Start this process in the development phase. Software teams should define explicit tool requirements for each application, rather than just propagate a convenient, standard configuration. During application changes and enhancements, revisit the middleware commitments each time to ensure image bloat doesn't creep in.
The second step is to tune configuration parameters and VM memory size based on testing. Linux tends to use whatever memory is available, often to buffer for improved performance. That's one reason users often overallocate memory resources. In most cases, an increase in available memory will improve performance in a nonlinear way; at some point, the rate of improvement will slow or stop. There's no easy way to calculate that point, so test applications on different cloud VM sizes to determine the cost-performance curve for each.
These kinds of tests require an automated testing tool that's capable of production volume testing, such as load or performance testing. The best tool depends on the nature of an application; some will require distributed, web-driven tests and others more specific transaction tests. Check the free memory usage of your VM -- via the Linux free command, for example -- and pay attention to the swap memory. If you see high swap usage, then your application has too little memory.
Run your presumptive cloud VM size, and retrieve the memory commitments from the free command. Use these to resize your VM so that it's as close to 1.2 times the used memory as possible -- a safe margin, in most cases. Then, test performance with a VM size that's one level smaller and one level larger.
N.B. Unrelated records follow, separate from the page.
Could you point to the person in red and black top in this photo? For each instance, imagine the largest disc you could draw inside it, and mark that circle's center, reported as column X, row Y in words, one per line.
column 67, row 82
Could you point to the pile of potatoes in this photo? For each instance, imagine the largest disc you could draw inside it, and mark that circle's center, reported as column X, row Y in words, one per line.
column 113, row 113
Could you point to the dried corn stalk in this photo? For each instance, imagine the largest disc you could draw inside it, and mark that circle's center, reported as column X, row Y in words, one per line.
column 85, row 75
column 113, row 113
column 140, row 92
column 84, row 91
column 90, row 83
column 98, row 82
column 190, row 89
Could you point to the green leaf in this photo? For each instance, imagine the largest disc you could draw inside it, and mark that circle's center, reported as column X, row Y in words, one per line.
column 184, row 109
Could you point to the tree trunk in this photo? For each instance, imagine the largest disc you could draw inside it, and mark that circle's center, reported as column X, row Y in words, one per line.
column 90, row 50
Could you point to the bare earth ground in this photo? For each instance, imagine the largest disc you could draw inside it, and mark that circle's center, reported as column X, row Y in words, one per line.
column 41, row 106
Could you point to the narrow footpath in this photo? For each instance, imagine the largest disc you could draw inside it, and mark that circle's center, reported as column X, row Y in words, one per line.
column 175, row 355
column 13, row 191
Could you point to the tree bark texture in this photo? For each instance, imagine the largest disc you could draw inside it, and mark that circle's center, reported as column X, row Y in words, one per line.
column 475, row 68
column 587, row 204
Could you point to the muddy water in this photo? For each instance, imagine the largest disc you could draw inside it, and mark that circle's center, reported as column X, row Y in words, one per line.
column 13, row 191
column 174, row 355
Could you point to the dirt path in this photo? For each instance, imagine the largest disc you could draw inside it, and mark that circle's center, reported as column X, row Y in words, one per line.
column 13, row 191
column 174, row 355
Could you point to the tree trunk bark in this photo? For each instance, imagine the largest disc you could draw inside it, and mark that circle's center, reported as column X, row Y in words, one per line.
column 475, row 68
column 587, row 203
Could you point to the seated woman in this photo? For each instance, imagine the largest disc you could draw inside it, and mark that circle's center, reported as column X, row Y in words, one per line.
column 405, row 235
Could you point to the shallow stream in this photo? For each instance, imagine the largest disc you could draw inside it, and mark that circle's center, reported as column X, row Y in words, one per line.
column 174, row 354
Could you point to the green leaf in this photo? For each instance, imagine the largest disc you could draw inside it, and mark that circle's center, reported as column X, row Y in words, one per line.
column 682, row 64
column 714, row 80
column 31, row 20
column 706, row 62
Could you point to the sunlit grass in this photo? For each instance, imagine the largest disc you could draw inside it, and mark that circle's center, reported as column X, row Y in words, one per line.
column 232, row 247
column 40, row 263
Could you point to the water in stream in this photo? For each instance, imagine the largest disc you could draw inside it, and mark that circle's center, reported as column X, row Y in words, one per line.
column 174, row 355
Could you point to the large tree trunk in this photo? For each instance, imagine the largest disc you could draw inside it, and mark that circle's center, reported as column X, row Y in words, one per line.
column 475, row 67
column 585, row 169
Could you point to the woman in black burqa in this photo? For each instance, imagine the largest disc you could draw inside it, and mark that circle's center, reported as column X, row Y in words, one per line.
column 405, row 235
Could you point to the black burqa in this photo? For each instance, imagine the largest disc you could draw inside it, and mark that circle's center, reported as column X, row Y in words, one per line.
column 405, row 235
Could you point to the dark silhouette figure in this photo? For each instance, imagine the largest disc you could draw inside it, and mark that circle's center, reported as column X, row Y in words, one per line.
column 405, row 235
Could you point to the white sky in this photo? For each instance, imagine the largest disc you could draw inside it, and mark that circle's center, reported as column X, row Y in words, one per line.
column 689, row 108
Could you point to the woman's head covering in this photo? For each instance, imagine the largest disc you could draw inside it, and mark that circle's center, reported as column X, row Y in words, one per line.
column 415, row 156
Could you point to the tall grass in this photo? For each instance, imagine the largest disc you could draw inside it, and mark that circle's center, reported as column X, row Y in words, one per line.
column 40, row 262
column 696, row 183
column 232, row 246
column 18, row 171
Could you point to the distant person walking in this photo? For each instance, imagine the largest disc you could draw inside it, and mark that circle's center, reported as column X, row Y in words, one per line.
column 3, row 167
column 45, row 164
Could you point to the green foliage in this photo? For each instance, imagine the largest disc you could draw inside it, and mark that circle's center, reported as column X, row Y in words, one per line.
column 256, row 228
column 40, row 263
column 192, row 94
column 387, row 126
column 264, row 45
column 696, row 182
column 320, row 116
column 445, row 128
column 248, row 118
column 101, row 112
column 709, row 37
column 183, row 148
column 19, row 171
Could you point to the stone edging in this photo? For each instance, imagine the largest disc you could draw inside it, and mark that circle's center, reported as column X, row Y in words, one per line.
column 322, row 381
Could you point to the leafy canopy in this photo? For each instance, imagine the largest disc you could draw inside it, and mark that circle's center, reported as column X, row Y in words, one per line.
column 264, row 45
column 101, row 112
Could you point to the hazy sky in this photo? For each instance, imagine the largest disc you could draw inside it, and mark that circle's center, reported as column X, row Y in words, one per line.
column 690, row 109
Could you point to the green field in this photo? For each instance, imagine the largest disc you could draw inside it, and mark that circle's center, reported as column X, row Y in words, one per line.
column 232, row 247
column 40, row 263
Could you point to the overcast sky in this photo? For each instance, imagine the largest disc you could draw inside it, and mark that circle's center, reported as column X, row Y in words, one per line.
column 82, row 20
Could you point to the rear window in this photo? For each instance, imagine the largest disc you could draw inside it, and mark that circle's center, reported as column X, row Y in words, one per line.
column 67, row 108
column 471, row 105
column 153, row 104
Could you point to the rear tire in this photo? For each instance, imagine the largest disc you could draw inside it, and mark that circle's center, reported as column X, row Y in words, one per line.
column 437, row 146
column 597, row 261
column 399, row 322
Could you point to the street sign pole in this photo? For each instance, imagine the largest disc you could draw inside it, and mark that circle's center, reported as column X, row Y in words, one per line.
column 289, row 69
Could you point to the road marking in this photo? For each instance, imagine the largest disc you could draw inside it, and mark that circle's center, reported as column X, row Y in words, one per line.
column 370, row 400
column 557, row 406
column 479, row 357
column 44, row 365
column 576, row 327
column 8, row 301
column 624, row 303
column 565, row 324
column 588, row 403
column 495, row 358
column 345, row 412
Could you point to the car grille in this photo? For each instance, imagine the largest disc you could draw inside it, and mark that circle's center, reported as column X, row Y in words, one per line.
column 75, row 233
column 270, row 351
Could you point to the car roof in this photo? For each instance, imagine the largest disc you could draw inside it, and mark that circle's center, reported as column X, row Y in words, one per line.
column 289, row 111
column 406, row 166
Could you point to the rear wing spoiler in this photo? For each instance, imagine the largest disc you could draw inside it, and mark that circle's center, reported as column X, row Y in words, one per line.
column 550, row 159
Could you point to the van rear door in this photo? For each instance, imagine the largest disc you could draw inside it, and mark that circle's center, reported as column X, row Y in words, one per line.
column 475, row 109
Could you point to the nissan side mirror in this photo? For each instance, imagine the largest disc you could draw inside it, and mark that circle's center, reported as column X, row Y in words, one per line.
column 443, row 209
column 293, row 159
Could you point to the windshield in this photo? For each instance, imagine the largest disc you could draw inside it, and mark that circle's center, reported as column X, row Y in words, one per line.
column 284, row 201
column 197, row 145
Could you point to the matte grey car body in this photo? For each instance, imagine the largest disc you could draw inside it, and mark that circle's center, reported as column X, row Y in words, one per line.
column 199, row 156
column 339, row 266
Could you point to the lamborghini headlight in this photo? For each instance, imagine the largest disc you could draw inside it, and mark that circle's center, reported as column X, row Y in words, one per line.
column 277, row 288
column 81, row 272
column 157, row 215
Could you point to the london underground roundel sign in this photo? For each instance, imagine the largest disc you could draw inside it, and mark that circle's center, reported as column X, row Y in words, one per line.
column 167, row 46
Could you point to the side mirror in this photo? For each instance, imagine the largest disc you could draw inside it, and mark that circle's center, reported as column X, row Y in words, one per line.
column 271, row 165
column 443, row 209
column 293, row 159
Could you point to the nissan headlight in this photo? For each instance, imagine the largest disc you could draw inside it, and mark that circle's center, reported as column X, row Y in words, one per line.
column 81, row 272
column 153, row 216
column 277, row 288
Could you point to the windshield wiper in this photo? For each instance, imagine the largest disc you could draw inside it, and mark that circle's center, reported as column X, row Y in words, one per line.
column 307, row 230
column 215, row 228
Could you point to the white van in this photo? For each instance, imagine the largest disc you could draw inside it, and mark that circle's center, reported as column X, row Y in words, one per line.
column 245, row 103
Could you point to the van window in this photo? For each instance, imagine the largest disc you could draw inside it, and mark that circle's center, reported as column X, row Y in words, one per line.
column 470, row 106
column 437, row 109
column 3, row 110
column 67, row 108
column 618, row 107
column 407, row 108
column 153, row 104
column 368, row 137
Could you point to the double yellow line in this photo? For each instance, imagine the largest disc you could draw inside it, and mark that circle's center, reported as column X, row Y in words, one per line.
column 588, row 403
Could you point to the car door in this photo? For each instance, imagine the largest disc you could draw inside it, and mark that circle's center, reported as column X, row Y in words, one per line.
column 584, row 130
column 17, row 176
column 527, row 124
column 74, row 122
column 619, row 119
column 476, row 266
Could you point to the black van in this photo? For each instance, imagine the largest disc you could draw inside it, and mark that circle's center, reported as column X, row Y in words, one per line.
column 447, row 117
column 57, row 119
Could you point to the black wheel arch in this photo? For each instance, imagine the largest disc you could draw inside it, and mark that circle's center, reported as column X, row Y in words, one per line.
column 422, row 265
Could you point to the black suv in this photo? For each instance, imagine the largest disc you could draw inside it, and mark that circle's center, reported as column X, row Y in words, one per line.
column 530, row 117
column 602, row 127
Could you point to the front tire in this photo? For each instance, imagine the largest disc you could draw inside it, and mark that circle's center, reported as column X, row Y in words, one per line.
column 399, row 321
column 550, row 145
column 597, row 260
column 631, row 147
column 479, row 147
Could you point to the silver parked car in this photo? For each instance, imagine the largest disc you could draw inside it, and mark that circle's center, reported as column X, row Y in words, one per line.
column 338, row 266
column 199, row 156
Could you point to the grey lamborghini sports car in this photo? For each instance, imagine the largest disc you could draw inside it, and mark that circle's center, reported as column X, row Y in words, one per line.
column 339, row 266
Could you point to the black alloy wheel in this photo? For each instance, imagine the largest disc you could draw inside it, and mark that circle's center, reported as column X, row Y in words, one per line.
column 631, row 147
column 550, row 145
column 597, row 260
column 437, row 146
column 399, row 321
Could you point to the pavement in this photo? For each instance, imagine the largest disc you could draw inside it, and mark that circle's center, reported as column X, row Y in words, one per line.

Next, factor in how your cloud VM will handle multiple applications. If you plan to deploy only a single application into a VM -- rather than pool your VM resources -- then skip this step. But if you do expect to pool resources, make a spreadsheet with the VM size of all your applications, and determine the number of applications by VM size. If you have only a few outliers in terms of typical VM size, settle on the most used size rather than establish a second resource pool. This improves overall utilization, since larger pools are more efficient than smaller ones.
Reserved vs. on-demand vs. pre-emptive instances
Another factor to consider to right-size cloud VMs is whether to choose a reserved, on-demand or pre-emptive instance type.
Reserved instance types -- such as AWS Reserved Instances, Azure Reserved VM Instances and VMs available via Google's committed use discounts -- are always available, which means users face no delay in spinning one up. This is especially useful for applications with a 24-hour operations requirement. The use of VM pools for multiple applications, as described above, is another justification for reserved instances. In fact, if you plan to build a VM resource pool, you likely will have to use reserved instances, since one of your applications will always need a VM.
Most applications are probably a fit for on-demand VMs, which are less costly and reduce the risk of users being stuck in a long-term reserved contract. That said, while on-demand and pre-emptive instances cost less than reserved instances, they pose a greater risk of delayed image loads or, in the case of pre-emptive instances -- such as Google pre-emptible VMs or AWS Spot Instances -- of having one taken away. Be wary of on-demand, and especially pre-emptive, instances for mission-critical workloads.
The only way to guarantee you make the right decision is through testing.